Bangalore, India - India's dominance as a provider of software exports services is likely assured for some time, according to a study by the National Association of Software and Service Companies (Nasscom), India's software industry association. The reasons, Nasscom says, are in the numbers.
India's IT export services are worth $9.5 billion per year, which is more than the combined software exports of the next five leading countries-Canada, Ireland, Israel, the Philippines and South Africa. Those numbers are echoed in terms of numbers of engineers actively employed in software exports.
While China is considered an up-and-coming destination for outsourcing, its threat to India is still some way off, because India produces almost six times as many new engineering graduates as China each year, according to Nasscom.
The organization's report compares the current main destinations for offshoring IT services on the basis of eight parameters, including the current size of each country's software exports industry, its available number of engineers, the characteristics of its labor force, any attendant social and geopolitical risks, and the advantages and disadvantages of its infrastructure and location. India's large population, well-established educational system and cultural focus on attaining advanced degrees indicate that few other countries, if any, will pose a threat when it comes to availability of engineers now and in the near future, according to Nasscom.
The report is expected to embolden the industry here. India annually sees 290,000 new engineering graduates join the existing engineering pool of 2.1 million each year. In China, by contrast, only 50,000 technically qualified graduates annually join the existing engineering pool of 247,000, Nasscom reports.
Russia, another up-and-comer, offers a talented but small labor pool, having just around 20,000 IT professionals. The Philippines turns out about 15,000 technology graduates annually, while Canada's labor pool is small and may see a shortage of engineers in the coming years.
India is also favorable in terms of employee costs. While that factor was not very important in the 1990s, it rose in significance during the downturn.
Ironically, India's successes in IT have raised concerns in recent months that some nations, notably the United States, may restrict outsourcing to other countries as the outcry against the practice rises during a U.S. presidential-election year.
The hourly rates charged by Indian software firms fell precipitously in the past few years, although prices appear to have stabilized since mid-2003, Nasscom said. During 2001 and 2002 hourly rates were halved in some cases. Competing firms here sometimes undercut one another.

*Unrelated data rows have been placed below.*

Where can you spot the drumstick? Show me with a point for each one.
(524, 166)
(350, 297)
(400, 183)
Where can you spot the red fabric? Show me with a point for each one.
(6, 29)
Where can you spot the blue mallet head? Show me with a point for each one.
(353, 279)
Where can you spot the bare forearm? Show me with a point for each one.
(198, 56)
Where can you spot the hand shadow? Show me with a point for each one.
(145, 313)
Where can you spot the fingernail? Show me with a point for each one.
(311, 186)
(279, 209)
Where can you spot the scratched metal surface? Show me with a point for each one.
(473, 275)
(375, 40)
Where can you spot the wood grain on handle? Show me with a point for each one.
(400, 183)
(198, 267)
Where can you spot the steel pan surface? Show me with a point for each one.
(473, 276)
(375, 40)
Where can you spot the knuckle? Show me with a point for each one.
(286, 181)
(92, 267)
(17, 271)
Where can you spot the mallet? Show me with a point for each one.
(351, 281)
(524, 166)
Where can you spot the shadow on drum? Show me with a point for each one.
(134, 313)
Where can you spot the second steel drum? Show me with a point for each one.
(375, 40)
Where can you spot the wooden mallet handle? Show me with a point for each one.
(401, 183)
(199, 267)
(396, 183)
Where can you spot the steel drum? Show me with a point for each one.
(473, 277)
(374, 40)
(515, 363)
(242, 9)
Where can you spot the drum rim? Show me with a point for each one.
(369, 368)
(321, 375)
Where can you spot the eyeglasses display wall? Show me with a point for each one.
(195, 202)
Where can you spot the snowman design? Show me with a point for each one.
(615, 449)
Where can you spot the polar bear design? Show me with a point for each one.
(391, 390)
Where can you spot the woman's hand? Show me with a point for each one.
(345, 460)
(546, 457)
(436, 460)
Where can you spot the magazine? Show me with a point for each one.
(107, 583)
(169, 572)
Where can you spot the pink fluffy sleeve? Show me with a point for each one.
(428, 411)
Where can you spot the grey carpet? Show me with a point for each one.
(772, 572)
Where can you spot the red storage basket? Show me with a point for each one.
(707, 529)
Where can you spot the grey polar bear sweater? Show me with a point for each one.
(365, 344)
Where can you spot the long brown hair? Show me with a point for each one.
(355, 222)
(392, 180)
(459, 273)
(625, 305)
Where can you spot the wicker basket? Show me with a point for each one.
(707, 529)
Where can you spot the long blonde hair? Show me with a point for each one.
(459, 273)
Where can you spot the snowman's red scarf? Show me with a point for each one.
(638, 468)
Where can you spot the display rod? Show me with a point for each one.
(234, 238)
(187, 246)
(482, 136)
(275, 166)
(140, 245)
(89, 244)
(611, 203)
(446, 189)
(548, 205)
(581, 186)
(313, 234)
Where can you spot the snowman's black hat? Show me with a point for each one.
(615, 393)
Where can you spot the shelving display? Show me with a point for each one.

One category where India did not score well was infrastructure: Nasscom rated it as "average," while giving "good" ratings for this category to the five other ranking software export nations. Frequent power outages and poor public transportation were among the causes for the rating.
Worrisome geopolitical factors have waned, given India's recent peace moves with Pakistan, but other risks-such as potential U.S. restrictions on outsourcing-are imponderables, the report said. For example, a strict U.S. policy lowering visa and work permit numbers could have a chilling effect in the long run. India's main advantages, Nasscom said, are its software development and project-management experience, highly qualified and abundant work force, and English-language skills.